At a small garden cafe in Ho Chi Minh City (locally known as Saigon), the heat of the noon sun poured over the wrought-iron tables. With iced coffee in hand, I met with singer Luna Rosendal to talk about her journey to South East Asia from Danish Freetown Christiania, ahead of her upcoming appearance at the Vietnam premiere of the new Bond film Spectre.
Ms. Rosendal, 26, hails from Copenhagen, specifically the free-town located within the city called Christiania.
”We have our own laws and flag and community. It’s a super creative place,” remarked Ms. Rosenthal, ”a very different place from what you would see in the rest of Denmark.”
Christiania’s fame is well established across the EU as an independent hub of creativity. Over the past 4 decades, criticism from Danish government over the free-town’s open sale of cannabis, property-ownership models, and involvement with organized gangs, continually threaten to shutter the Anarchist community of under 1000 people.
In this creative enclave, Rosendal’s musical history began early.
”It came to me slowly since I was very young,” she said, starting singing lessons at the age of 7, the “early years around all this creativity is what started my passion.”
Life in South East Asia
Rosendal’s travels to South East Asia also started early, since the age of five – returning with parents that worked as freelancers half the year in the region.

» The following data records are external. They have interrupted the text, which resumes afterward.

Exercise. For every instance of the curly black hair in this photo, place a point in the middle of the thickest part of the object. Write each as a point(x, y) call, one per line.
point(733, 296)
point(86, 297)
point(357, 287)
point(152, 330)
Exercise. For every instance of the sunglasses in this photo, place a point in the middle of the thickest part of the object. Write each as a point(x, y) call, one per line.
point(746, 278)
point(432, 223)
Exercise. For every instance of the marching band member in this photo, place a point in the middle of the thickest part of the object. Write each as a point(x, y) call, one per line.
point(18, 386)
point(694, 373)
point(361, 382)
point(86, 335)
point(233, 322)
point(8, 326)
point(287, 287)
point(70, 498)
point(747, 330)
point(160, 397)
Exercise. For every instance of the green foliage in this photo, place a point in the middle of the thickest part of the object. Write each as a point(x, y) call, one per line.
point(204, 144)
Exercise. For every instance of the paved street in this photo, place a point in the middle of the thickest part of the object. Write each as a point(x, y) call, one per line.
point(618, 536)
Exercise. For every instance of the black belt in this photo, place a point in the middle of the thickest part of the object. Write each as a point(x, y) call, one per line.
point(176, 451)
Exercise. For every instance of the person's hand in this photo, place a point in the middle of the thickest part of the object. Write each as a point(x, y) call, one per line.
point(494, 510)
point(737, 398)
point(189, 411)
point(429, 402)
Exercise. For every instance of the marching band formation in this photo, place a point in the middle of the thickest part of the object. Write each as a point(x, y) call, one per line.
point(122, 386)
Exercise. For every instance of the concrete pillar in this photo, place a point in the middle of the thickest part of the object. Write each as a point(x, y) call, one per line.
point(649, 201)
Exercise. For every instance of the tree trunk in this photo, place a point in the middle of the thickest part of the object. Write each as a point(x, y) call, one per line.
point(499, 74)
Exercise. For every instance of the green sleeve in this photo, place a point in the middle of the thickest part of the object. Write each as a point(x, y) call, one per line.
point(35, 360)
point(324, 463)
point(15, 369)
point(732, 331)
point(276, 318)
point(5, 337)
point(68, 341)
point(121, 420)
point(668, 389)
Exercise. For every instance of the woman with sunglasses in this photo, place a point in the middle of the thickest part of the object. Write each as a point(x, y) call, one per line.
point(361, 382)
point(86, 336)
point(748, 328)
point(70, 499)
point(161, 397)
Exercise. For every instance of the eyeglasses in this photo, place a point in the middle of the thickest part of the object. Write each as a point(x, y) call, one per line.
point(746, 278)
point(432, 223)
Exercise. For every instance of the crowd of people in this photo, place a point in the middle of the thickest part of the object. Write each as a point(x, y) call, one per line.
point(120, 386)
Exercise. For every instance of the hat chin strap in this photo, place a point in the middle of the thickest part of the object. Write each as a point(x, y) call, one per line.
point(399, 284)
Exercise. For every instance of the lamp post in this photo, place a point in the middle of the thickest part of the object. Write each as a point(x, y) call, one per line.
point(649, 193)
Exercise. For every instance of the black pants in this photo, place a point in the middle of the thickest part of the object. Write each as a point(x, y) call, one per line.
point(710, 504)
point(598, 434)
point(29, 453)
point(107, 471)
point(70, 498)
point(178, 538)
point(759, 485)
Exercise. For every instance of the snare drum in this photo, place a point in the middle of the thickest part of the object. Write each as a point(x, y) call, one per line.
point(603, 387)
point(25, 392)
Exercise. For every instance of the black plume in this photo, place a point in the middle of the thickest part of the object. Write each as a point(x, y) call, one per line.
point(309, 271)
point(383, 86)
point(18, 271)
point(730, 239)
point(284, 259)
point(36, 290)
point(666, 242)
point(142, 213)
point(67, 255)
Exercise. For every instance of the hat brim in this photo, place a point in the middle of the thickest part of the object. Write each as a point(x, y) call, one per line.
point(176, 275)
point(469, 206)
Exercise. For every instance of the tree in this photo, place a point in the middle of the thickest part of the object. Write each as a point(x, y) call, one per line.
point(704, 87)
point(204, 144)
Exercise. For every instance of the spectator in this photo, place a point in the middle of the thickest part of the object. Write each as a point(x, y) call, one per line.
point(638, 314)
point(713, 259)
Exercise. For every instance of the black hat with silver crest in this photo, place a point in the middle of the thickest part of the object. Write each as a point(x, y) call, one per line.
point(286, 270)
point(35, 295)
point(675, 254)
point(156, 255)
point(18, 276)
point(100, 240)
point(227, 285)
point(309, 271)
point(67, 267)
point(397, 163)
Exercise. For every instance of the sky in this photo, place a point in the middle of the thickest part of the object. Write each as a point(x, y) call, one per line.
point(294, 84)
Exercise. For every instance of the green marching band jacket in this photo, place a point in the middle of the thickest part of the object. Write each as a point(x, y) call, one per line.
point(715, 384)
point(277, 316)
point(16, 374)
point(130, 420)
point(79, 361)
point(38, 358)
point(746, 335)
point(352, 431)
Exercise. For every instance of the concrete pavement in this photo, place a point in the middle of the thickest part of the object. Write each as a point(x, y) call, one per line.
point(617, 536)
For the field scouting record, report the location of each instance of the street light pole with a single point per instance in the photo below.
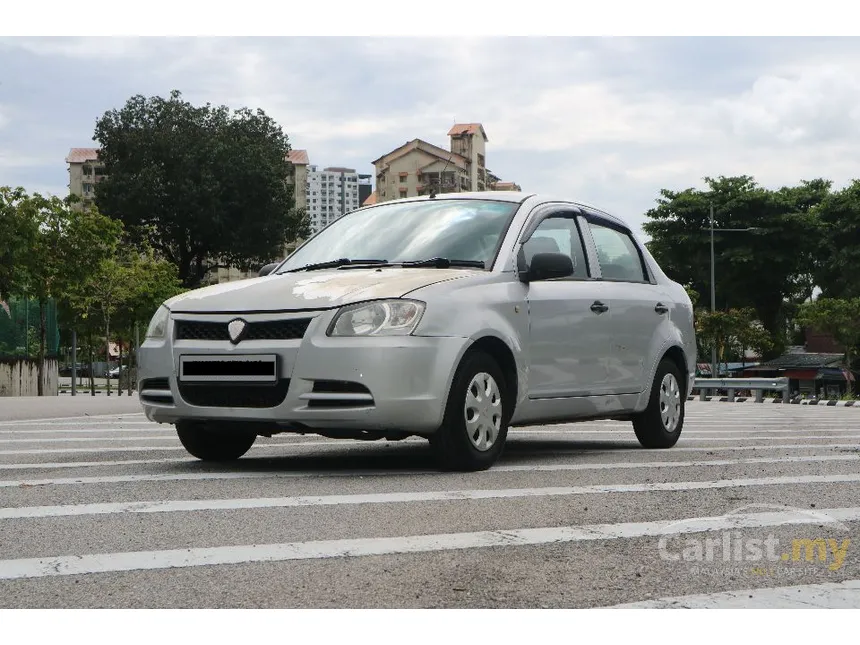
(714, 373)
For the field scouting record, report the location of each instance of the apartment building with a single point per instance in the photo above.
(85, 171)
(418, 167)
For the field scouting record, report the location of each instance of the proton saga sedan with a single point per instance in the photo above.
(452, 317)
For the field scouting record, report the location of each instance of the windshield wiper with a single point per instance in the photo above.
(333, 264)
(444, 263)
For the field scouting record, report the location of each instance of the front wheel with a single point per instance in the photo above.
(660, 424)
(210, 442)
(475, 425)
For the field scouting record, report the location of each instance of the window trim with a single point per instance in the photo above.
(592, 217)
(548, 211)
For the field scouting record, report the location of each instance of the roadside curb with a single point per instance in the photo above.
(742, 399)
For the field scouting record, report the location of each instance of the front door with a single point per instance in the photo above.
(568, 344)
(638, 310)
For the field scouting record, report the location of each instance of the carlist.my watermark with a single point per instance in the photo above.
(823, 543)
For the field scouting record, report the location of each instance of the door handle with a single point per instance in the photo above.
(598, 307)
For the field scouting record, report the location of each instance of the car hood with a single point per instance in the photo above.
(310, 290)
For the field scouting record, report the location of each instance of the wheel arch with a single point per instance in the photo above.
(502, 353)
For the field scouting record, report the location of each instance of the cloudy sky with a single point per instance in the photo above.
(604, 120)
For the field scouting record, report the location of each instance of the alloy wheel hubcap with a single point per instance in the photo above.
(670, 402)
(483, 411)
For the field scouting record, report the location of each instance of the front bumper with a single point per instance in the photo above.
(407, 379)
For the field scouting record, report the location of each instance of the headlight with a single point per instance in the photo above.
(382, 318)
(158, 325)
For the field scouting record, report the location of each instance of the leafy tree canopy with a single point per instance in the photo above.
(198, 184)
(759, 268)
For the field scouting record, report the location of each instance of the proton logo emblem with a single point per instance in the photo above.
(236, 329)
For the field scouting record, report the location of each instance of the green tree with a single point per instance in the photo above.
(66, 244)
(760, 268)
(17, 236)
(839, 250)
(731, 332)
(200, 185)
(838, 317)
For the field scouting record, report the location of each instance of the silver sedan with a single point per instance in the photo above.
(451, 317)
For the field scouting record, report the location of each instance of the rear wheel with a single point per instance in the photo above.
(660, 424)
(475, 425)
(214, 442)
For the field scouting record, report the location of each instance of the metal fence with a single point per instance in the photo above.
(20, 328)
(733, 385)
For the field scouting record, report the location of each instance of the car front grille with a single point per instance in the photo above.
(338, 394)
(156, 390)
(234, 395)
(266, 330)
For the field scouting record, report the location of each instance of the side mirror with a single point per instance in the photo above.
(266, 270)
(546, 266)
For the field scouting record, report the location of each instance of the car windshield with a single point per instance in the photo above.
(458, 230)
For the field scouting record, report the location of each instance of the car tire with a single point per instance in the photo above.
(660, 424)
(214, 443)
(475, 424)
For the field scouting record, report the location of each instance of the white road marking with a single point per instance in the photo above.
(497, 468)
(347, 444)
(244, 554)
(713, 436)
(89, 439)
(90, 464)
(172, 506)
(685, 437)
(76, 419)
(831, 595)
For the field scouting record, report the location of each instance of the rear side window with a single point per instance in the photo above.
(558, 234)
(617, 254)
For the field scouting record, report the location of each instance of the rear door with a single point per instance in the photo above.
(568, 343)
(638, 306)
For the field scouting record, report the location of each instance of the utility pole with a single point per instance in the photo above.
(74, 362)
(714, 372)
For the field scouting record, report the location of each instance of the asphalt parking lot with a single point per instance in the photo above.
(755, 506)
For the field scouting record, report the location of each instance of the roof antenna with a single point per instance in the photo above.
(433, 190)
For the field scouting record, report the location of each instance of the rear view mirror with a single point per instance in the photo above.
(546, 266)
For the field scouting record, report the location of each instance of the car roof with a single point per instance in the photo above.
(509, 196)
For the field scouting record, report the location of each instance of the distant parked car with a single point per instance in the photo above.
(83, 369)
(450, 318)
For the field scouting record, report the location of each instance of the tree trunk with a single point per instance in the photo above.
(128, 366)
(92, 359)
(42, 336)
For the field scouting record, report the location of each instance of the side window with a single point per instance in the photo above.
(617, 254)
(558, 234)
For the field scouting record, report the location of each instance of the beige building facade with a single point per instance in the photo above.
(417, 167)
(85, 171)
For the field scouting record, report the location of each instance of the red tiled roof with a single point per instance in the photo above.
(298, 157)
(80, 155)
(467, 128)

In 2010 she visited the region solo, until finally settling in Vietnam in 2014. Expectedly, Rosendal found the experience adjusting to living in SEA easy.
“Culture wise I felt very much at home,” she said, comparing her travels from Malaysia and Indonesia. “I wasn’t surprised about things that didn’t go the way Í wanted them to or things being slow,” laughing and sipping her drink, “I also realized after a few months – it still annoyed me.”
Knowing the market in the region for teachers, Rosendal taught singing lessons privately for mostly expat clients. It was not long before she received a call from famed Soul Music Academy about hosting foreign vocalists. Soon, Rosendal was instructing and developing teaching methods with her Vietnamese colleagues for student instruction.
“I came to love it a lot,” she said, “this is where they are producing young Vietnamese stars.”
But this recognition was only the beginning, as Ms. Rosendal began regular performances at Ho Chi Minh City nightlife institution La Fenetre Soleil, while providing backing vocals for Funk act Dat Phonk. This led to Ms. Rosenthal’s collaboration with American vocalist/guitarist Lindsey Sanna and Irish singer Maeve Meleady on harmonic project Red Amity. As Ms. Rosendal’s popularity spread, she produced music with artists from other genres including electronic duo Space//Panther and James and the Van Der Beeks lead bassist Gareth Katz.
Rosendal’s tenacity put her in touch with VBL Breweries and Heineken Vietnam.
“[The organizers] called me one day, and said that [they] had heard Red Amity at a gig,” quipped Rosendal, “[they] knew another singing teacher at Soul Music Academy and saw my photos.”
The premiere, which included A-list Vietnamese stars and a red-carpet gala, was one of the biggest premieres in recent memory for the South East Asia nation.